In his ruling today Manhattan federal court, US District Judge Paul Oetken sided with complainant billionaire William Koch, who also claimed the jury award for Eric Greenberg's 24 bottles of wine were overpriced. Bloomberg said Koch, whose brothers are Tea Party founders David Koch and Charles Koch and have established Florida-based Oxbow Carbon & Minerals LLC, sought legal action against Greenberg, who claimed to the billionaire the bottles of wine he sold to the billionaire was the best in the world and that some of them dated back to the era before World War I.
In Koch's lawsuit, the complainant is contesting that the 1864 Chateau Latour bottle and two 1950 Chateau Petrus magnums were not what they seemed to be. Koch had purchased the Chateau Latour bottle for $14,160 and the magnums at $20,060 each. Koch also claimed that Greenberg had misled house Zachys Wine Auctions Inc. and buyers about the authenticity of bottles.
A jury has found Greenberg, who is founder and chairman emeritus of Scient Corp, guilty in April 2013 of the charges filed by Koch. Koch was then awarded with $379,000 in compensatory damages plus punitive damages amounting to $12 million. However, Oetken ruled that the award should be reduced to a little less than a million dollars.
Oetken explained in court, "While the flagrancy of Greenberg's fraud merits some award of punitive damages, the harm he caused is less compelling. This harm was economic in nature and none of its targets -- neither Koch nor other potential buyers at auction -- were financially vulnerable."
Oetken also rejected Koch's request for over $7.8 million in award for legal fees as he said the cost has no relationship to the total amount of the actual damages at hand. The judge also noted that a total of 36 attorneys had been tapped to resolve the case over a six-year period.

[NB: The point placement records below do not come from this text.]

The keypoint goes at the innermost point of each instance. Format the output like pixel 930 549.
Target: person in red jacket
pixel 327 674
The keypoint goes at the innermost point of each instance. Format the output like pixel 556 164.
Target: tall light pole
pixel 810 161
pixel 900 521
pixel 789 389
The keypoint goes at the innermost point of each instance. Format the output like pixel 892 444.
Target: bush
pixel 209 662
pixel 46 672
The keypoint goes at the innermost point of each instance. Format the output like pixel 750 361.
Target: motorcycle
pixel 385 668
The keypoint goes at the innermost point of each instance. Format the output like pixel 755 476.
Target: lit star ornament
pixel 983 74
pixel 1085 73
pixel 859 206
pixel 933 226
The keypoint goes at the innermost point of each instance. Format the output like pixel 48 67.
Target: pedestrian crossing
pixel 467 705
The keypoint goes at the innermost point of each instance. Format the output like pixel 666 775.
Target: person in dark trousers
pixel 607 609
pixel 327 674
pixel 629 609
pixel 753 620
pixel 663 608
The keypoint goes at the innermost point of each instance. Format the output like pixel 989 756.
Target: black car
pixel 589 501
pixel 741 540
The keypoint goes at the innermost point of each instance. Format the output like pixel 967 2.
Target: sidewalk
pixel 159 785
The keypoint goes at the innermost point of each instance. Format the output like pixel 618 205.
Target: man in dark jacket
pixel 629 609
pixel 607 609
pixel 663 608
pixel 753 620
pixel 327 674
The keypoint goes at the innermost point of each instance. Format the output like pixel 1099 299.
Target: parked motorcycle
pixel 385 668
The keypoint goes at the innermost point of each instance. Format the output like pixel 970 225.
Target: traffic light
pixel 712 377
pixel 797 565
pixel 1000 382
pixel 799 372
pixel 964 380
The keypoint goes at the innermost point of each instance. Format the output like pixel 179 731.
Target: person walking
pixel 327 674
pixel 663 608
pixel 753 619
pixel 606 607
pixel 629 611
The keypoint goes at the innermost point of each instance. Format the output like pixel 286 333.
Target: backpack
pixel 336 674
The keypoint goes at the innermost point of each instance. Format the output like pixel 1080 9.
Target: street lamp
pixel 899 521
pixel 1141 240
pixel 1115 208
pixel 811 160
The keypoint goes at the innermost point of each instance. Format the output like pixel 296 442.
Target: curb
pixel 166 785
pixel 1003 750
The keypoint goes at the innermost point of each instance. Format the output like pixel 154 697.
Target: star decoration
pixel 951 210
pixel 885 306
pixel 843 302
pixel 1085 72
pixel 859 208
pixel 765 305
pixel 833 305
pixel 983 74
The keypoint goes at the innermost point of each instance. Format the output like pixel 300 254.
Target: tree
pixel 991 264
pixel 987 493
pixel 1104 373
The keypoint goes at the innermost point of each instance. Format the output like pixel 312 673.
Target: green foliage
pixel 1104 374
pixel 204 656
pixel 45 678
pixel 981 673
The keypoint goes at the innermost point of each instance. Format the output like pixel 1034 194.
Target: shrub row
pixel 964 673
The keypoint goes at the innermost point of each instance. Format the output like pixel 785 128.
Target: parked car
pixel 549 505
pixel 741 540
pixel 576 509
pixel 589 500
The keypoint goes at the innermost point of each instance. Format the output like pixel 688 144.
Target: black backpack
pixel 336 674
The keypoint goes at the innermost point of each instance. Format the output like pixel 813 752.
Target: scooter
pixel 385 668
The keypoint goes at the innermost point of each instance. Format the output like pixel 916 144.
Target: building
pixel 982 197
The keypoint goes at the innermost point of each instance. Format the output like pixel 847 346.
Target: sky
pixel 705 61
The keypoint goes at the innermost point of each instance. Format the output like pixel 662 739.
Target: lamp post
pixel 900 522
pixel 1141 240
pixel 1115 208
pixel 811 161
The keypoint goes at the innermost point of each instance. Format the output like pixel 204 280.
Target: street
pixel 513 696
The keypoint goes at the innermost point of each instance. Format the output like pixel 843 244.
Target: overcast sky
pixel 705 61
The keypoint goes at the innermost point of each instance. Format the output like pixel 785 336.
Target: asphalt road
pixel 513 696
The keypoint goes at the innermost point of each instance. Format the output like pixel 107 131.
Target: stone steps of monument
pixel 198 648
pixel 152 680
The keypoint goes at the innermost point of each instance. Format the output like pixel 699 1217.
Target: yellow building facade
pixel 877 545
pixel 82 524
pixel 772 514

Koch's spokesman, Brad Goldstein, said in a phone interview to Bloomberg, "Our goal from the start was never about the money, it was always to shine a bright light on the fraud that has gone undetected. (The court found) Eric Greenberg's conduct was reprehensible, that he was a fraudster. Whether it'a dollar or whether it's over a million dollars, that's going to follow him for the rest of his life."